Confinados en nuestros propios hogares devenidos en celdas voluntarias ante la amenaza del COVID-19, profesores y profesoras de todos los niveles educativos en México compartimos una tarea: reconstruir el mundo de nuestras antiguas aulas dentro del esquema de educación a distancia. Nos sabemos afortunados de mantener un trabajo remunerado en vísperas de una nueva Gran Depresión como la que sólo conocieron los abuelos o bisabuelos en la década de 1930. El miedo al contagio –o peor, a contagiar a los más vulnerables– nos impele a resguardarnos, y el anhelo por perpetuar el mito arquetípico del docente de verdadera vocación nos mantiene empeñados en justificar lo que en un contexto fuera de la desgracia sería interpretado como autoexplotación laboral. Sin embargo, coadyuvar junto con nuestras instituciones a que nuestros estudiantes prosigan con su ciclo escolar es nuestra manera de contribuir a que en plena pandemia el mundo sea más soportable.

            Aun así, el teletrabajo ha motivado que todo colega de cualquier nivel educativo revalore lo que cuesta mantener viva una clase. Ante la imposibilidad del contacto en persona sucede que todo hay que reconstruirlo: formas de comunicación, evaluación y retroalimentación hacia los estudiantes; contenidos en múltiples formatos y presentaciones; actividades de participación; en sí, la clase misma. No hay ya gastos por traslado pero sí una enorme inversión de nuestros propios recursos, además de un apoyo incansable –hay que decirlo– del equipo de compañeros y compañeras de nuestros departamentos administrativos y académicos, quienes comparten las mismas condiciones del trabajo a distancia. Porque si bien docentes, coordinadores, asistentes, técnicos, trabajamos dentro de nuestra casa y supuestamente “con todo el tiempo del mundo”, en realidad nuestros hogares se han transformado en improvisadas oficinas equipadas con acceso a internet (precario o de alta velocidad), computadora con cámara web (obligatoria) y el cruel grillete del celular que nos convierte eventualmente en profesores 24/7. (Poquísimas personas en el mundo académico se erigen como tercos e incansables –pero también heroicos– guerreros que asumen los costos cada vez más altos que implica no contar con un teléfono móvil). Comprendemos que todo esto no tiene sentido si no va aparejado del esfuerzo –y un gran desgaste también– de nuestros estudiantes. Sobre todo en los niveles de educación media superior y superior, nunca antes habíamos visualizado tan claramente la figura del estudiante de tiempo completo.
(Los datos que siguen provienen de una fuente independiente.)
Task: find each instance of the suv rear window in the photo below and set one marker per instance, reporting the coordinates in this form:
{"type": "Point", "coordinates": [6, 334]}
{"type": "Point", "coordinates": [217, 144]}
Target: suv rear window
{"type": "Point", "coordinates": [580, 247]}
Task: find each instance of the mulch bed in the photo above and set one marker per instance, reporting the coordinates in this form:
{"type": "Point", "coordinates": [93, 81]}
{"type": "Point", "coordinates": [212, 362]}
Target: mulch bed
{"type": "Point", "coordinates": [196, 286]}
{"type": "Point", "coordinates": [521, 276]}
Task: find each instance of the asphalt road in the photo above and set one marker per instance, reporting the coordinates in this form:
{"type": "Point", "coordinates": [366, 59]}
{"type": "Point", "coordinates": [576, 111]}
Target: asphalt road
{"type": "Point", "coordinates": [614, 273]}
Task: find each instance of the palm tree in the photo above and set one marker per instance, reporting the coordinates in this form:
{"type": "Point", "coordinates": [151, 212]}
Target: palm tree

La necesidad de capacitarse en el uso de deslumbrantes recursos tecnológicos ha sido estimulante pero también encierra una previsión desgarradora: en las nuevas generaciones de maestros se valora crecientemente la capacidad de adaptabilidad a las nuevas tecnologías mientras que la tardanza para aprender en los más grandes se convierte en un escollo, al tiempo que los conocimientos pedagógicos y la epistemología de nuestros saberes se van transfigurando en recetas resumidas en bullets de Power Point. El impedimento para poder verse cara a cara con los estudiantes y el uso intensivo de la tecnología nos han llevado a cuestionarnos preguntas antes obvias: qué es una clase, qué es aprender, qué significa ser docente. Incluso algunos nos preguntamos si lo que estamos haciendo ahora en el encierro realmente puede llamarse “clase”, si puede llamarse “enseñanza”, si los estudiantes realmente aprenden o no, todo lo cual nos ha obligado a rehacernos como profesores.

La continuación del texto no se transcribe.